Mr Jennings also offered his listeners some tips on how they could start to reduce their water use. Among his top pieces of advice is to get a water butt for the garden that can fill up over the wetter, winter months and then provide water to prevent a huge spike in demand during the summer.
Labour MP for Pontypridd Alex Davies-Jones, who co-chairs the All-Party Parliamentary Group on Water, also announced her support of the Save Our Streams campaign. She added that she understands the complexity of the issue, with many communities having to deal with flooding at certain times of the year while being told to save water.

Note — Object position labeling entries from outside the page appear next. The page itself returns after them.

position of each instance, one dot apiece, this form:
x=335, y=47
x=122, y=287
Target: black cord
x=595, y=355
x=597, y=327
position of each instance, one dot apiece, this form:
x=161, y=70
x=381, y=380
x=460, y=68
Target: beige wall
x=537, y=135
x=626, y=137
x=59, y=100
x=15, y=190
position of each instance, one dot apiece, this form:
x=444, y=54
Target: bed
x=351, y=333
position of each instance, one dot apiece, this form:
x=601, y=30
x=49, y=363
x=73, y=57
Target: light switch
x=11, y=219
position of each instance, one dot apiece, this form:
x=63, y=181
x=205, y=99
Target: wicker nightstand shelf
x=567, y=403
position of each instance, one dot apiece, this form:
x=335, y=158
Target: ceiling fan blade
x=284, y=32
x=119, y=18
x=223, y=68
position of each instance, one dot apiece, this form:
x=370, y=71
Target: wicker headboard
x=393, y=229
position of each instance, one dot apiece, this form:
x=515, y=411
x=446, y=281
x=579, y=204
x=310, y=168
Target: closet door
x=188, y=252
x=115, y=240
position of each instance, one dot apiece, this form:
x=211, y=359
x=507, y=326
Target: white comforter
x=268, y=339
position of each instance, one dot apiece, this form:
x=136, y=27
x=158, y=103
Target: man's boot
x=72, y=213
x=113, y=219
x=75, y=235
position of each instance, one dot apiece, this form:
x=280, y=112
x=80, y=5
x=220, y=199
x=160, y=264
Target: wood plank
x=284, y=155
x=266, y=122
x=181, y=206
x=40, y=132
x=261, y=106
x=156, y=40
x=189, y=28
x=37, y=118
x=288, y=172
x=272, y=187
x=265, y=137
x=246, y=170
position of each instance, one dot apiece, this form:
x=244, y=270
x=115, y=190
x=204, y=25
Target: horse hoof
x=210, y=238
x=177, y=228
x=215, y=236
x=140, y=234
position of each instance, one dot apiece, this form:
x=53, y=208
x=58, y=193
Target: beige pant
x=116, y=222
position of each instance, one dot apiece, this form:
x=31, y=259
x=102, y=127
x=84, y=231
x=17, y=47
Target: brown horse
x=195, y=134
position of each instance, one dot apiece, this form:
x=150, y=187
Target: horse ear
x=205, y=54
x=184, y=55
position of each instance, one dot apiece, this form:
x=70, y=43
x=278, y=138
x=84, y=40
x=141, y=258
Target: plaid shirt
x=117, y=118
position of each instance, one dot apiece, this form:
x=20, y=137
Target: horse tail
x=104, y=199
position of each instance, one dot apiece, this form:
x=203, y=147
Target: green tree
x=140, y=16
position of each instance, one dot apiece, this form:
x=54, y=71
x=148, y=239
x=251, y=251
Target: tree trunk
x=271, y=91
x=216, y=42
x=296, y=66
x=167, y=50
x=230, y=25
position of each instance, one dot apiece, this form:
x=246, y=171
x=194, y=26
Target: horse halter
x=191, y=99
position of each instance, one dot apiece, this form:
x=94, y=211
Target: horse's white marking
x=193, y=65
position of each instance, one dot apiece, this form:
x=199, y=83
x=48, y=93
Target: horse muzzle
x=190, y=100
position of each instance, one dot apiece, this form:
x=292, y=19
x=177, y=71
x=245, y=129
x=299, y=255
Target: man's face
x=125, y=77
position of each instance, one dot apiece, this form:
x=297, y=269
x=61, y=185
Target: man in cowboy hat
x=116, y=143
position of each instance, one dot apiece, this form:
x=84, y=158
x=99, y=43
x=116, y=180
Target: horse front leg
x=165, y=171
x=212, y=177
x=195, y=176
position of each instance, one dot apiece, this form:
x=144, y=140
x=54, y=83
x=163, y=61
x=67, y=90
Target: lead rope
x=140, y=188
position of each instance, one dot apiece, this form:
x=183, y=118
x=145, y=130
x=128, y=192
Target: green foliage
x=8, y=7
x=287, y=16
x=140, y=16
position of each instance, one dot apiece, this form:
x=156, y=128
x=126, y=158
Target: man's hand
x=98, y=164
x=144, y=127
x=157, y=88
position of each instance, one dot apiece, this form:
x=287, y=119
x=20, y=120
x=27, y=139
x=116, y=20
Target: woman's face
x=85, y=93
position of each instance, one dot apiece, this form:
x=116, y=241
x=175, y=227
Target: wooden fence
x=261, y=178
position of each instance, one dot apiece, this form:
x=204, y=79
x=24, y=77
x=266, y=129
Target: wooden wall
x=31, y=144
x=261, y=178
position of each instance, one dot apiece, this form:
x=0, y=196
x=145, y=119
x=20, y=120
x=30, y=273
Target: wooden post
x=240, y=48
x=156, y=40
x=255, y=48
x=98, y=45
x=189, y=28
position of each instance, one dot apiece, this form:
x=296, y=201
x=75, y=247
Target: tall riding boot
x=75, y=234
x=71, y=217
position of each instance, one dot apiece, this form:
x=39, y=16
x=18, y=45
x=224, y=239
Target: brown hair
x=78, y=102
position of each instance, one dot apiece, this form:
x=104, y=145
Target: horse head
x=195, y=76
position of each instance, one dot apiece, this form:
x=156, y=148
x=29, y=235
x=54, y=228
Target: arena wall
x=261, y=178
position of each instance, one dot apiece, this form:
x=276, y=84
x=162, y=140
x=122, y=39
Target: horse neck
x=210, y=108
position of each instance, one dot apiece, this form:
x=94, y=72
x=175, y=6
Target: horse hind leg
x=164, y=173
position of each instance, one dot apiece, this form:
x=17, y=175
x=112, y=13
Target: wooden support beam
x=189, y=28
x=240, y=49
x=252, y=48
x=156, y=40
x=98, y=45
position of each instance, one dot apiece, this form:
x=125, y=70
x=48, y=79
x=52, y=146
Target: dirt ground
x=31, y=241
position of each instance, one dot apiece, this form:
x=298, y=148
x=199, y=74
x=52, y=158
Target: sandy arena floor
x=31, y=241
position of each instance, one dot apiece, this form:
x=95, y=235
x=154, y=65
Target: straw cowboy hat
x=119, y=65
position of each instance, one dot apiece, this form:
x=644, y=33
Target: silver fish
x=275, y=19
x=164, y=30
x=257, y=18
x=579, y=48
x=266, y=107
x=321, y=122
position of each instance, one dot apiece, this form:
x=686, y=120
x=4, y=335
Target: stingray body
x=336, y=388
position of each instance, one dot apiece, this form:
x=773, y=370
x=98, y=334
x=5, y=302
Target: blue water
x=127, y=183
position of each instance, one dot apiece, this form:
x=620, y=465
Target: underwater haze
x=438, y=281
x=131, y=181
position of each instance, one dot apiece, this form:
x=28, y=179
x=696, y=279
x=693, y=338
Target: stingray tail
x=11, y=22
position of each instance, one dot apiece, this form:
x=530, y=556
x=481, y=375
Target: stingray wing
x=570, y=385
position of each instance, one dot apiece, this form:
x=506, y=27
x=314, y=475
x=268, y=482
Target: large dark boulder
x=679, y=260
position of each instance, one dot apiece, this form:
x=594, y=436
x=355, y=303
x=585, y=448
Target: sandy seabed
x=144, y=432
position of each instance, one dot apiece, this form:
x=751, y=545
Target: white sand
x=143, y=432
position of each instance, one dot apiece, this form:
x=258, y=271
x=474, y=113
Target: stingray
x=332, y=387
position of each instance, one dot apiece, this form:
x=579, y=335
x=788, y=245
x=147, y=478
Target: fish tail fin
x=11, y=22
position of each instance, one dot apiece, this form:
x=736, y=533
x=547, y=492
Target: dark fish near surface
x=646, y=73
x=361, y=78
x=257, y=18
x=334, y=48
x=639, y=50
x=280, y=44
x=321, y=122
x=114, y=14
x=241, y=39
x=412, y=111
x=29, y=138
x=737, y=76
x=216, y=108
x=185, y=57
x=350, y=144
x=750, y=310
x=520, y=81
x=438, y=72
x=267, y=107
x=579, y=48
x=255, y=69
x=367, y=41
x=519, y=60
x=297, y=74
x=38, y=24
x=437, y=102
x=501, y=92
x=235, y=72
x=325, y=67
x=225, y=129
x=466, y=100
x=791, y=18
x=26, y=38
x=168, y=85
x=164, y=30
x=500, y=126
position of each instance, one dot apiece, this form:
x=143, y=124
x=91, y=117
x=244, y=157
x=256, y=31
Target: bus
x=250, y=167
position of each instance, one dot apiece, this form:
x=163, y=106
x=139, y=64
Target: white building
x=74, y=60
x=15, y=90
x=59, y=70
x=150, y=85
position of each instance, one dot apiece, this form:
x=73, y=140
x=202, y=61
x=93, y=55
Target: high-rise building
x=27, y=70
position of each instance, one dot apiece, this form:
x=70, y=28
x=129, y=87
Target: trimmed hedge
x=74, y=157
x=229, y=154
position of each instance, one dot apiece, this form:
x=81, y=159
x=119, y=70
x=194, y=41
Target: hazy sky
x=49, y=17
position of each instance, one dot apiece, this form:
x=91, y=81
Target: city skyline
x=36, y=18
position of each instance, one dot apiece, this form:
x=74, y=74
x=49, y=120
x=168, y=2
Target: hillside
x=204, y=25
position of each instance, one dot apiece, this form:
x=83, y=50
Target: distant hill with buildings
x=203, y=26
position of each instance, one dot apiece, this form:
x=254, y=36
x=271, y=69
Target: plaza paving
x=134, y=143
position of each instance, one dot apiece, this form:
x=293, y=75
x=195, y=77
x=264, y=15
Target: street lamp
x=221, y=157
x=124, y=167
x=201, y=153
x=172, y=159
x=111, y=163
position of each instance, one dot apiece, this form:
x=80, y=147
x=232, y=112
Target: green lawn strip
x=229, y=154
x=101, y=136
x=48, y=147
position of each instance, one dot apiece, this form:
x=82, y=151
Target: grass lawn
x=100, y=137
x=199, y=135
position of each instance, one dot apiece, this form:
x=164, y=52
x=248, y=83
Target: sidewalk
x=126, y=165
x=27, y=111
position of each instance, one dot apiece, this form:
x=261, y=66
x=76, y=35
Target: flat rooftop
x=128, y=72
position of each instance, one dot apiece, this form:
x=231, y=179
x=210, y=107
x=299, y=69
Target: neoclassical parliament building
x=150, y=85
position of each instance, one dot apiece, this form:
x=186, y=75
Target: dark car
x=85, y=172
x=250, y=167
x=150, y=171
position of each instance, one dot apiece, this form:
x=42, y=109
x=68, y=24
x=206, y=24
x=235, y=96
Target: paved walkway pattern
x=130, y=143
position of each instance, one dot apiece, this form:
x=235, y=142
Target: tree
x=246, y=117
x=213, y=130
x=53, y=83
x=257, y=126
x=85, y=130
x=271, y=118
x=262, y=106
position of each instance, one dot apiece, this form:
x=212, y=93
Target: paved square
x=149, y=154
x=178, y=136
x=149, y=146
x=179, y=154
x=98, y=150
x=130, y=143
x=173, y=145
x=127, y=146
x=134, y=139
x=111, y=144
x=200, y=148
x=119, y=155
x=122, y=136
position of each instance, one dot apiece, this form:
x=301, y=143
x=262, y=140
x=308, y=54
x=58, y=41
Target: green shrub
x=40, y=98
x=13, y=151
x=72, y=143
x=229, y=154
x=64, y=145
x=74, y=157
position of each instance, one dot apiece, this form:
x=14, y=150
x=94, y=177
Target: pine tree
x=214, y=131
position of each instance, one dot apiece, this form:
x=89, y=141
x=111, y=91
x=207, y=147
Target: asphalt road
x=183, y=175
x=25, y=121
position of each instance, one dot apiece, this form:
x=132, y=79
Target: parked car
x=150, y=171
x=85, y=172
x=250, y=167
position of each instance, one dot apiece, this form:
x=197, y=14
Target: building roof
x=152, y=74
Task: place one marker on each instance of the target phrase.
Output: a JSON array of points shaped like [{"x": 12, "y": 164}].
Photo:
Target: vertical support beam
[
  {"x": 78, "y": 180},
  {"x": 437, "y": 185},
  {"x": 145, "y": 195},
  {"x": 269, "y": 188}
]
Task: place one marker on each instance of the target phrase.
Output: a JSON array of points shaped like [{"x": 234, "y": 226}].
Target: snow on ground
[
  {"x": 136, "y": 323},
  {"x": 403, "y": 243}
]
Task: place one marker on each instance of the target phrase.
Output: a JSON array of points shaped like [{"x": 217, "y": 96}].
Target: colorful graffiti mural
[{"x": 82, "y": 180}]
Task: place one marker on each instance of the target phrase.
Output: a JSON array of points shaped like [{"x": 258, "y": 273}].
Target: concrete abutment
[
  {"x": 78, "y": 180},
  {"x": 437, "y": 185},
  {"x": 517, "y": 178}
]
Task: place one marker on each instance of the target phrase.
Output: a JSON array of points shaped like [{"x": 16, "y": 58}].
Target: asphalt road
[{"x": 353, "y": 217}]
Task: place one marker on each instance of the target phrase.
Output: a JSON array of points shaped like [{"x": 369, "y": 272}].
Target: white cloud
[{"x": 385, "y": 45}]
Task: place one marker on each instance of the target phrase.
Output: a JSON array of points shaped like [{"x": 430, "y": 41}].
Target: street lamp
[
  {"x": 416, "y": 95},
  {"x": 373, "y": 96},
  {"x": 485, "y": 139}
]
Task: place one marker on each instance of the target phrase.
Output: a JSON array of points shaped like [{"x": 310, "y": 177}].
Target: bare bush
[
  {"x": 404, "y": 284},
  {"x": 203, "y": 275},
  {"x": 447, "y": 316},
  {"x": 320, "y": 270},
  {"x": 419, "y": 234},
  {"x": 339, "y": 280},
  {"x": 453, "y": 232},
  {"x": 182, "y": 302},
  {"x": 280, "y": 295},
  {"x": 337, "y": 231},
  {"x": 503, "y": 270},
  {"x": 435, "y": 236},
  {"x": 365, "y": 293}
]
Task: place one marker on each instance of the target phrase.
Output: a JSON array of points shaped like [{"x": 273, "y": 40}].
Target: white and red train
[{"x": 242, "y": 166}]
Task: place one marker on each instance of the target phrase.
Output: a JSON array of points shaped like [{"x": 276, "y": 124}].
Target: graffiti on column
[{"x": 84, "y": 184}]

“Getting that education and understanding to people of exactly why this is happening is important. Just because we have an abundance of storm and flooding water does not mean that we have an infinite resource of clean drinking water for people to use,” Ms Davies-Jones added.
She is particularly supportive of schemes that make better use of grey water in homes, as well as the use of sustainable urban drainage systems (SUDS), which have been implemented to great effect in other parts of the world.
Earlier this month, we revealed how water companies are increasingly turning to technology to help them fix issues within the country’s water infrastructure and reduce leakage as much as possible.
For example, United Utilities is installing sensors throughout its pipe network to detect leaks, while Yorkshire Water is piloting a smart water network in its area. This involves using pressure loggers, acoustic loggers and flow meters to help the company detect leaks and fix them more quickly.